Twelve ground balls and two fly balls.
Three hits and four saves.
Yu Darvish can’t go out of the gate, but Texas goes 7-2 in starts made by non-roster replacements A.J. Griffin and Cesar Ramos, who post a collective 2.88 ERA as starters in Darvish’s absence.
Darvish joins a rotation that has the American League’s best starters’ ERA (3.39), the Rangers’ best such mark through 53 games in 40 years.
The Rangers’ ace goes tonight against a Mariners club that staged an incredible comeback win in San Diego last night that resulted in a tie atop the division and a flight putting them in Texas just before the sun came up.
Three with Seattle, and the Rangers have a shot at a ninth straight series win at home (a Globe Life Park record), and an opportunity (3.0, 1.0, -1.0, or -3.0) to reclaim sole possession of the division lead.

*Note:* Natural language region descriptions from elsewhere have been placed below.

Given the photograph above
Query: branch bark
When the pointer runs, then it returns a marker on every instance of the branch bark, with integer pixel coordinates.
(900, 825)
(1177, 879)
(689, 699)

It’s a remarkable thing, given that Texas has had to rely meaningfully on depth in the rotation and in the bullpen and at catcher and at second base and at all three outfield spots already.
Meanwhile, only Boston has a better AL win-loss mark, by half a game.

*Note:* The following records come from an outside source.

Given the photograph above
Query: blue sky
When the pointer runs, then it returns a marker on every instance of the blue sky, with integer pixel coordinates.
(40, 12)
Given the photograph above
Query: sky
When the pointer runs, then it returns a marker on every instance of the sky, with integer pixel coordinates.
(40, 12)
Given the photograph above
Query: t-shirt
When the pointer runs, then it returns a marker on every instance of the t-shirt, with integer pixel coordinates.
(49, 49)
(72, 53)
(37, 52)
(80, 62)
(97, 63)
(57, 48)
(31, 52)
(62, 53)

The Rangers haven’t looked to depth at first base or DH in spite of Prince Fielder’s and Mitch Moreland’s extended labors. But they could. Joey Gallo (a triple, a single, and a walk last night, now up to .294/.438/.676 in 130 AAA plate appearances) awaits, productively.
The Profar question persists, as Odor is set to return to action after tonight’s game. Could he remain on the roster, at least until Choo and Drew Stubbs return? Texas presumably won’t ask him to play the outfield (his arm hasn’t been conditioned for it), but could Texas roll with both Profar and Hanser Alberto on the bench for now?
Depends largely on the blueprint for getting Profar in the lineup. It’s not reasonable to expect Odor, Adrian Beltre, and Elvis Andrus to sit, even once a week each.
As Ben Rogers and I talked about yesterday while recording the latest Spitballin’ podcast episode, comparing Profar to Zobrist is more convenient than it is fair. In all those Rays and A’s years when Zobrist was earning MVP votes while playing all over the field, he was shuttling between positions manned otherwise by Eric Sogard, Mark Canha, and Sam Fuld, or Logan Forsythe and Sean Rodriguez and Elliot Johnson and Matt Joyce and Ryan Roberts and Reid Brignac and Akinori Iwakuma and Gabe Gross and Jason Bartlett.
That’s not the same as Odor and Beltre and Andrus and Fielder.
Profar needs to play.
He’s got nothing left to prove (well, aside perhaps from his arm strength from the left side of the infield). He has hits in all six games he’s played for Texas, with multiple hits in half of them, and has scored in the last five of those six games out of the leadoff spot. He’s made all the plays at second base, and he’s been big running the bases.
He sports a .929 OPS.
Jurickson Profar is a winning baseball player.
But he needs to play, whether that’s in Arlington or, for now, in Round Rock.
Daniels told the Ben and Skin Show yesterday that the inner circle is “still talking about ways” to keep the 23-year-old on the club once Odor returns.
Jeff Banister told MLB Network Radio that Profar “sure makes our club good,” and said to the local beats: “[Profar has] shown great energy [as] a guy who loves to play the game, and resilience after being away so long. I’m assuming what I’m seeing is what everybody else saw in the past.”
Yes.
Someone in the middle infield has to move.
Not this weekend — that’s no longer a slam dunk, because of the dimension Profar has brought in his week up here — but while he has an option remaining in 2017, he clearly won’t need it. The Rangers are going to need to capitalize on his value no later than this winter, unless they move Andrus or Odor to make room for him here.
While procedurally he can, the dynamic Profar is not going back to AAA next April. He’s just not.
Someone’s gonna move.
That’s a conversation for another time. A conversation that will have added depth as the summer unfolds.
But not the same kind of depth that, two months in, has been this club’s MVP, pretty much carrying this team in the absence of any one or two players doing so themselves, a point driven home by something as pedestrian as the early returns on the All-Star vote.